Bogie shrouds and diaphragms between cars were fitted to this set as a noise reduction measure, but these features were not used on the 200 series design due to the complications this added to maintenance. The DT9019 and DT9020 bogies were derived from the DT200A design used on the earlier 0 series trains.

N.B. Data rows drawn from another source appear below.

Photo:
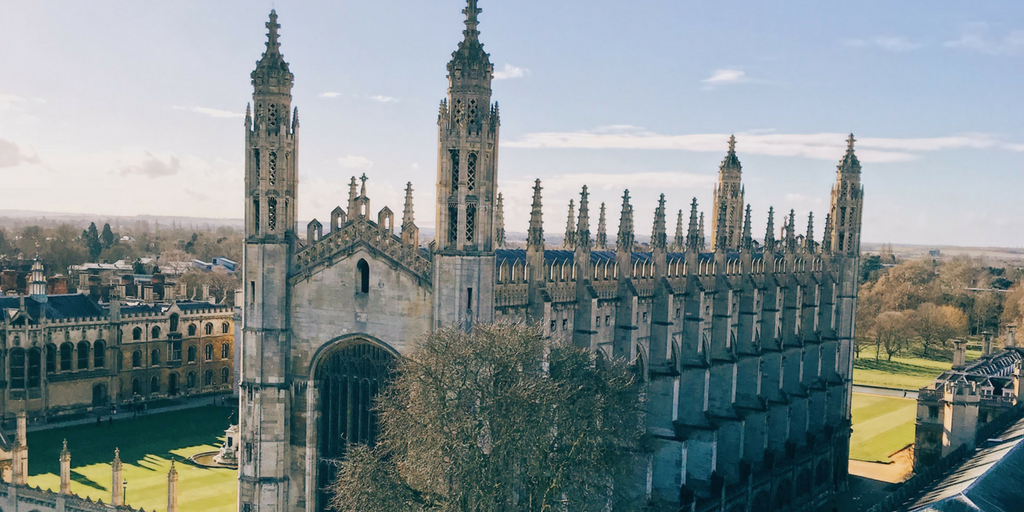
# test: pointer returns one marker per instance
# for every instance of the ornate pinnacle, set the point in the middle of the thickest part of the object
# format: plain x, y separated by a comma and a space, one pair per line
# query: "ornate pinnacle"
626, 238
535, 239
407, 214
583, 226
748, 241
658, 236
569, 241
500, 221
692, 236
602, 233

Internally, only cars 1 and 4 were fitted out with passenger seating. The seating in car 1 included 3+2 abreast standard-class seating arranged with seat pitches of 1000 mm and 970 mm, 2+2 abreast standard-class seating with a seat pitch of 1000 mm, and 2+2 abreast Green class (first class) seating with a seat pitch of 1160 mm. Car 4 featured 3+2 abreast seating using the earlier 0 series flip-over style seats with a seat pitch of 970 mm and new reclining non-rotating seats also with a pitch of 970 mm. The latter were used on production 200 series trains with increased seat pitch.

==Formation==
The 6-car set was formed as follows.

| Car No. | 1 | 2 | 3 | 4 | 5 | 6 |
|---|---|---|---|---|---|---|
| Designation | Mc | M' | M | M' | M | M'c |
| Numbering | 962-1 | 962-2 | 962-3 | 962-4 | 962-5 | 962-6 |
| Manufacturer | Hitachi | Kinki Sharyo | Tokyu Car | Nippon Sharyo | Kawasaki HI |  |

Cars 2, 4, and 6 were equipped with scissors type pantographs.

==History==
The train was unveiled on 22 February 1979. Test running on the Tōhoku Shinkansen test track at Oyama continued until June 1980. After this, the train was used for test running on the Jōetsu Shinkansen prior to the opening of the line.

From January 1983, the train was converted to become the 7-car Class 925-10 "Doctor Yellow" track and overhead line inspection train S2 with the insertion of track condition recording car 921-41 built by Tokyu Car Corporation in November 1980. This train was withdrawn on 25 January 2003.